The answer to the first question depends on what you mean by "has".
The rotation of $90^{\circ}$ about the origin in $\mathbb{R}^2$ has no eigenvalues when working over $\mathbb{R}$: $\left(\begin{array}{rr} 0 & -1\\ 1 & 0 \end{array}\right)$ while its square has one (repeated) eigenvalue, namely $-1$. This phenomenon is common when working over fields that are not algebraically closed.

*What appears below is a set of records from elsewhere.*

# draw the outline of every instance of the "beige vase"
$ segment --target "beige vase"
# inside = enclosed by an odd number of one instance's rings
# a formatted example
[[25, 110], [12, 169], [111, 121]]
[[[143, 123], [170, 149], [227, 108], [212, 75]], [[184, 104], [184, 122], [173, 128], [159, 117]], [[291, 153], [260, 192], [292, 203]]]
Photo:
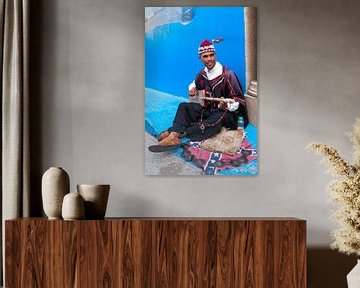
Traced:
[[85, 219], [104, 219], [110, 185], [77, 185], [78, 193], [85, 201]]
[[60, 167], [49, 168], [42, 177], [43, 208], [49, 219], [61, 219], [63, 198], [69, 193], [70, 179]]
[[75, 192], [65, 195], [61, 214], [64, 220], [84, 219], [84, 199], [79, 193]]

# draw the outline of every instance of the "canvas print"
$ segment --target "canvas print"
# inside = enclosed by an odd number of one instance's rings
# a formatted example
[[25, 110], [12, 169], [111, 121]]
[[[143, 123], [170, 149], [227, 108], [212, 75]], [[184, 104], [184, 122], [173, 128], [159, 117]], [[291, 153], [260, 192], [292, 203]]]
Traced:
[[145, 8], [145, 174], [258, 173], [256, 8]]

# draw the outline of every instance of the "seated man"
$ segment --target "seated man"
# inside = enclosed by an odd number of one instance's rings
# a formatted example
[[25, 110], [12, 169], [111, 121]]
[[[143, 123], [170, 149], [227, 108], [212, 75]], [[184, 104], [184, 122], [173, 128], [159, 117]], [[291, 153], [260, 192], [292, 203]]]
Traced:
[[201, 94], [215, 100], [199, 103], [181, 103], [178, 106], [173, 126], [162, 132], [159, 145], [176, 145], [180, 137], [186, 136], [191, 141], [201, 141], [220, 132], [221, 127], [235, 130], [238, 117], [243, 117], [244, 126], [248, 124], [245, 98], [236, 74], [216, 61], [215, 47], [208, 41], [201, 42], [198, 54], [204, 68], [189, 85], [189, 95]]

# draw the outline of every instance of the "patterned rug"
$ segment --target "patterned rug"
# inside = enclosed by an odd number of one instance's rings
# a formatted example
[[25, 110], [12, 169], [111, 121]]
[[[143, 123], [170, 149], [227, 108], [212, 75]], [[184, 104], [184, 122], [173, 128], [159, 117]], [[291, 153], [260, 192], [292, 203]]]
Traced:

However, if we consider the eigenvalues to be complex numbers (even though the original matrix has coefficients in $\mathbb{R}$), then the above is not a counterexample, since the roots of the characteristic polynomial of the rotation are $i$ and $-i$ (two distinct), while the roots of the characteristic polynomial of the square is $-1$ doubled (one root).
So let's ask:
Can the characteristic polynomial of $A^2$ have more distinct roots (in the algebraic closure of the ground field) than the characteristic polynomial of $A$?
The answer is "no."
Over an algebraically closd field every matrix can be put in upper triangular form (e.g., via the Jordan canonical form). Thus, we may assume that $A$ is of the form $A=\left(\begin{array}{cccc} \lambda_1 & * & \cdots & *\\ 0 & \lambda_2 & \cdots & *\\ 0 & 0 & \cdots & *\\ \vdots & \vdots &\ddots & \vdots\\ 0 & 0 & \cdots & \lambda_n \end{array}\right).$ Therefore, $A^2 = \left(\begin{array}{cccc} \lambda_1^2 & \# & \cdots & \#\\ 0 & \lambda_2^2 &\cdots & \#\\ 0 & 0 & \cdots & \#\\ \vdots & \vdots & \ddots & \vdots\\ 0 & 0 & \cdots & \lambda_n^2 \end{array}\right)$ and the set $\{\lambda_1^2,\ldots,\lambda_n^2\}$ (the roots of the characteristic polynomial of $A^2$) contains no more distinct elements than $\{\lambda_1,\ldots,\lambda_n\}$ (the roots of the characteristic polynomial of $A$), and possibly fewer.